Acting AG Todd Blanche Is Being Sued Over the Epstein Files. The Math on What’s Been Released Doesn’t Add Up.
The big picture: Journalist Katie Phang has filed a federal lawsuit accusing Acting Attorney General Todd Blanche of a “brazen, shocking, and ongoing violation” of the Epstein Files Transparency Act. The suit specifically calls out documents involving Trump that have not been released. Meanwhile, the GAO has opened a separate investigation into the DOJ’s handling of the files, and the DOJ’s own Inspector General is auditing the redactions.

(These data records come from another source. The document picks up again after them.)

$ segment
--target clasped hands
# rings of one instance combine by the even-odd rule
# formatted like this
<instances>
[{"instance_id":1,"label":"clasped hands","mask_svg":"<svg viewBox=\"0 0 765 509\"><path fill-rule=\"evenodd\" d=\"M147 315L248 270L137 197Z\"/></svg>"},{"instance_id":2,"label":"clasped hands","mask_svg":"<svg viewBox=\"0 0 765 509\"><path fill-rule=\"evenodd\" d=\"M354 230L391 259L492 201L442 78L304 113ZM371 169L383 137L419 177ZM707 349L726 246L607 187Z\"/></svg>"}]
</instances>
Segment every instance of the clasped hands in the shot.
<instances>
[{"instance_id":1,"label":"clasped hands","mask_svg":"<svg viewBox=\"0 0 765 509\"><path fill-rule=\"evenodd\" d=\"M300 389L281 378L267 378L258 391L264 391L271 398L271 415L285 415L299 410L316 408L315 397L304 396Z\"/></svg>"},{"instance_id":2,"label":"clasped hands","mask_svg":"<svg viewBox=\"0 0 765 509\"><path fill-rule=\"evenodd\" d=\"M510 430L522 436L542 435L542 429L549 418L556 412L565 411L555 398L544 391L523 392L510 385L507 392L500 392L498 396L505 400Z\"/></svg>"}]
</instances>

Why it matters: Blanche has publicly said the DOJ released “everything.” But by his own numbers, the DOJ reviewed 6 million pages and only released 3.5 million. The gap is the story. And the documents allegedly being withheld include FBI interview material related to an alleged underage victim and accusations against the sitting president.
The lawsuit
Filed by Katie Phang — former MSNBC host, current independent journalist focused on Epstein coverage. Names Todd Blanche as sole defendant. Argues the DOJ failed to comply with the Epstein Files Transparency Act by omitting documents and improperly redacting others. Phang says she’s suing because the DOJ’s noncompliance prevents her from doing her job as a journalist.
The Trump documents
The suit notes that in one document, a woman accused Trump of assaulting her when she was a minor. The FBI conducted four separate interviews on the claim. The DOJ produced 15 related documents to Ghislaine Maxwell’s defense team — BUT only 7 were released under the Epstein Act. The suit alleges 53 pages of FBI interview documents and notes remain unproduced.
What Phang is asking for
A declaration that Blanche failed to comply with the law. Removal of unlawful redactions. Justification for any remaining redactions. Production of withheld materials. AND — most significantly — appointment of a special master, an independent court-appointed overseer outside the DOJ to monitor compliance.
The DOJ’s defense doesn’t add up
Blanche told Fox News: “We have released everything. We reviewed six million pieces of paper. We released anything associated with the Epstein files.” BUT only 3.5 million pages were actually released — a 2.5 million page gap.
The other accountability pressure points
The Government Accountability Office (GAO) opened an investigation today after senators led by Jeff Merkley requested one. The DOJ’s own Inspector General announced an audit of the redactions process last week. AND now this lawsuit. Three parallel accountability mechanisms targeting the same problem.
By the numbers
6 million — pages the DOJ says it reviewed
3.5 million — pages actually released
2.5 million — page gap
15 — documents about one alleged victim handed to Maxwell’s defense
7 — released to the public
53 — pages of FBI interview material allegedly withheld
3 — separate accountability investigations now underway
The bottom line
Either Blanche misspoke when he said everything was released, or the DOJ is sitting on millions of pages — including documents that may involve the sitting president. A federal lawsuit, a GAO investigation, and an Inspector General audit are now all pointed at the same question. Whether they have the teeth to force release is what comes next.